Columnstore index question

Question

Columnstore index question

ManicStar

SSCoach

Points: 17992
More actions
October 9, 2017 at 1:14 pm

#325791

I have some large ETL tables that i've created to snapshot production OLTP data that is sourced from more than one server and product.
The tables are wide, about 70 columns, and queried mostly by the date the rows were created in the warehouse, what i call its snapshot date. Each table has millions of rows.
Would a column store index on the most commonly queried column, that of snapshot date, help performance? Most of the queries are just returning large chunks of the result table into spreadsheets.

Viewing 9 posts - 1 through 9 (of 9 total)

You must be logged in to reply to this topic. Login to reply

bartedgerton SSCrazy Points: 2062 More actions · Answer 1

Column Store Index is on all columns, not just a single column, and a date column isn't really that good of a key for a column store because it has many unique values.

I'm guessing your best bet would be to remove any columns that are unnecessary and partition by your date key (year or year/month).

ScottPletcher SSC Guru Points: 101235 More actions · Answer 2

It would very likely help performance. Certainly if:

1) you created a nonclustered columnstore index that covered the query entirely.
Or
2) the total rows you're retrieving were not a significant enough percentage of the table

SQL DBA,SQL Server MVP(07, 08, 09) "It's a dog-eat-dog world, and I'm wearing Milk-Bone underwear." "Norm", on "Cheers". Also from "Cheers", from "Carla": "You need to know 3 things about Tortelli men: Tortelli men draw women like flies; Tortelli men treat women like flies; Tortelli men's brains are in their flies".

ManicStar SSCoach Points: 17992 More actions · Answer 3

Cool, i think its worth testing out then. Is there any formula to calculate how much more memory the BI box may need to implement this on the big ones? like width of columns by # of rows etc?

ManicStar SSCoach Points: 17992 More actions · Answer 4

Seeing about a 40% increase in performance on a larger dataset, smaller ones are actually running a bit slower, but the gain on the larger ones may outweigh that effect.

Interesting exercise.

Phil Parkin SSC Guru Points: 247222 More actions · Answer 5

ManicStar - Wednesday, October 11, 2017 11:09 AM
Seeing about a 40% increase in performance on a larger dataset, smaller ones are actually running a bit slower, but the gain on the larger ones may outweigh that effect.
Interesting exercise.

Add OPTION (IGNORE_NONCLUSTERED_COLUMNSTORE_INDEX) to the queries which run slower and have the best of both worlds.

ScottPletcher SSC Guru Points: 101235 More actions · Answer 6

Interesting on the smaller ones. Probably just SQL generating a non-optimal query plan. You can probably resolve that; worst case, you'd have to use a "hint" to force SQL to get the best plan.

But overall it'd probably be more useful to review indexing across the board to check for possible improvements, including looking at missing index stats, index usage stats, index op stats, and cardinality of values, as the most important factors.

SQL DBA,SQL Server MVP(07, 08, 09) "It's a dog-eat-dog world, and I'm wearing Milk-Bone underwear." "Norm", on "Cheers". Also from "Cheers", from "Carla": "You need to know 3 things about Tortelli men: Tortelli men draw women like flies; Tortelli men treat women like flies; Tortelli men's brains are in their flies".
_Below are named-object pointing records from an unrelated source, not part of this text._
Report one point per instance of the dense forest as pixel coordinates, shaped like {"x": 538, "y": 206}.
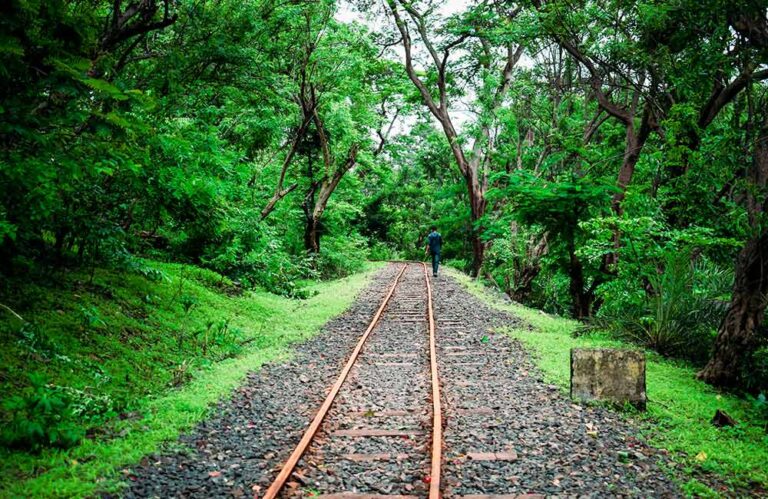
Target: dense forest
{"x": 602, "y": 159}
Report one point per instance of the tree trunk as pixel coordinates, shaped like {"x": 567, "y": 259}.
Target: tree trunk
{"x": 312, "y": 235}
{"x": 633, "y": 147}
{"x": 477, "y": 211}
{"x": 737, "y": 335}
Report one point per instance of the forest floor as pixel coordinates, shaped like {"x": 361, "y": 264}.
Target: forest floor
{"x": 510, "y": 427}
{"x": 507, "y": 430}
{"x": 141, "y": 356}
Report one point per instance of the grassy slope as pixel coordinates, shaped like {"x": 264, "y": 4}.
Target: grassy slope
{"x": 120, "y": 338}
{"x": 679, "y": 408}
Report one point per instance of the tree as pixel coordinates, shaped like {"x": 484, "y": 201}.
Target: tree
{"x": 738, "y": 332}
{"x": 484, "y": 38}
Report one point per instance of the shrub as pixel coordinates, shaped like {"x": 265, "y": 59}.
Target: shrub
{"x": 679, "y": 312}
{"x": 40, "y": 417}
{"x": 340, "y": 256}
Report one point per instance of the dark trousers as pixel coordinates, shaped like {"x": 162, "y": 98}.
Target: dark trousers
{"x": 435, "y": 262}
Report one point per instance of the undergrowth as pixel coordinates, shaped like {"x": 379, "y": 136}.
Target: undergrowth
{"x": 718, "y": 461}
{"x": 99, "y": 369}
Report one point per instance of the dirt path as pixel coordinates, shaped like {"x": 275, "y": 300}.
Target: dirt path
{"x": 506, "y": 432}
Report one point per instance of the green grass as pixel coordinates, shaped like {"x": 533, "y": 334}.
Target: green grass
{"x": 679, "y": 409}
{"x": 118, "y": 338}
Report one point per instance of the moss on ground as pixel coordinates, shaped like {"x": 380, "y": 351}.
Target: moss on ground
{"x": 679, "y": 409}
{"x": 113, "y": 338}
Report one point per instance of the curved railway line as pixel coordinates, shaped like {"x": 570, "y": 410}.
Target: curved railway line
{"x": 406, "y": 309}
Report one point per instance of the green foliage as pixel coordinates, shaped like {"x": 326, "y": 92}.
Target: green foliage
{"x": 118, "y": 386}
{"x": 41, "y": 417}
{"x": 679, "y": 312}
{"x": 679, "y": 407}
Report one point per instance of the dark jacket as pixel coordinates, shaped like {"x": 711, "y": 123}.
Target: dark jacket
{"x": 435, "y": 242}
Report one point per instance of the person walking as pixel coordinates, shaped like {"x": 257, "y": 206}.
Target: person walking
{"x": 434, "y": 244}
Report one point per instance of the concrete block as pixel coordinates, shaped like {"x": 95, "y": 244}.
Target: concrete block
{"x": 610, "y": 375}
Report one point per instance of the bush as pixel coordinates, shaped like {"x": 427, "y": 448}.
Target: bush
{"x": 41, "y": 417}
{"x": 383, "y": 252}
{"x": 679, "y": 312}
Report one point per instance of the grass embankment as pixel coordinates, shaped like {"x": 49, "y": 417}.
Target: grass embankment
{"x": 143, "y": 360}
{"x": 679, "y": 408}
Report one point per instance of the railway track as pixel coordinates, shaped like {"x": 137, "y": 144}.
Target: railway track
{"x": 381, "y": 422}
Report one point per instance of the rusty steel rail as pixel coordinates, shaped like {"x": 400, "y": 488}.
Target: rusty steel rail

ManicStar SSCoach Points: 17992 More actions · Answer 7

ScottPletcher - Wednesday, October 11, 2017 11:24 AM
Interesting on the smaller ones. Probably just SQL generating a non-optimal query plan. You can probably resolve that; worst case, you'd have to use a "hint" to force SQL to get the best plan.
But overall it'd probably be more useful to review indexing across the board to check for possible improvements, including looking at missing index stats, index usage stats, index op stats, and cardinality of values, as the most important factors.

Removed the rowstore non-clustered indexes for this exercise. Gunna put one of the back as another experiment.

Mike Good SSCertifiable Points: 7415 More actions · Answer 8

ManicStar, thanks for posting your findings. Good info.